C'est pour chanter la gloire de Dieu de toutes les façons.
A chaque Messe se renouvelle l'acte d'amour, ce don, cet abandon, "cet élan efficace infini (qui) se communique à l'espace et au temps, à travers la forme sacramentelle du pain et du vin. "Chaque fois que la commémoration de cette victime d'amour est offerte, c'est l'oeuvre de notre rédemption qui s'accomplit".
Ce n'est pas "désirer d'avantage que d'être assis à cette table" que d'envisager la Vie telle qu'elle sera car la Vie sera, mais c'est l'accompagner d'un chant et de l'offrande de tous nos dons.
Dieu a choisi une humble crêche comme "Louvre auguste", ce n'est pas pour nier notre humanité ou la faire disparaître comme ne valant rien. Au contraire, c'est pour y célébrer les Noces en son sein parmi nous.

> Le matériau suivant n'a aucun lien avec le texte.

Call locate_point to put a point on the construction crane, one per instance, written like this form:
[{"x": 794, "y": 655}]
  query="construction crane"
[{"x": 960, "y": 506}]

La Jérusalem céleste nous transportera de joie car nous nous y sentirons étrangement chez nous.
Cher anonyme,
RépondreSupprimerVous employez une expression qui fait écho en moi: l'amour est un Révélateur. Vous le prouvez par l'exemple du saint suaire. Mais c'est vrai aussi sur le plan humain: quand vous aimez quelqu'un, vous ne faites pas apparaître en lui je ne sais quelle qualité qu'il aurait reçue de vous, vous les lui révélez en l'aimant. Et quand quelqu'un vous aime, quand vous recevez de l'amour de quelqu'un, il en va de même. Je crois que notre grande difficulté métaphysique est de nous laisser aimer par Dieu, et c'est bien naturel. Nous ne nous aimons pas, donc nous faisons de la résistance contre l'Amour de Dieu. Mais si nous nous laissions mieux aimer par Dieu, Il nous révélerait davantage à nous-même. Il ferait de nous, rien qu'en nous aimant, de meilleurs chrétiens.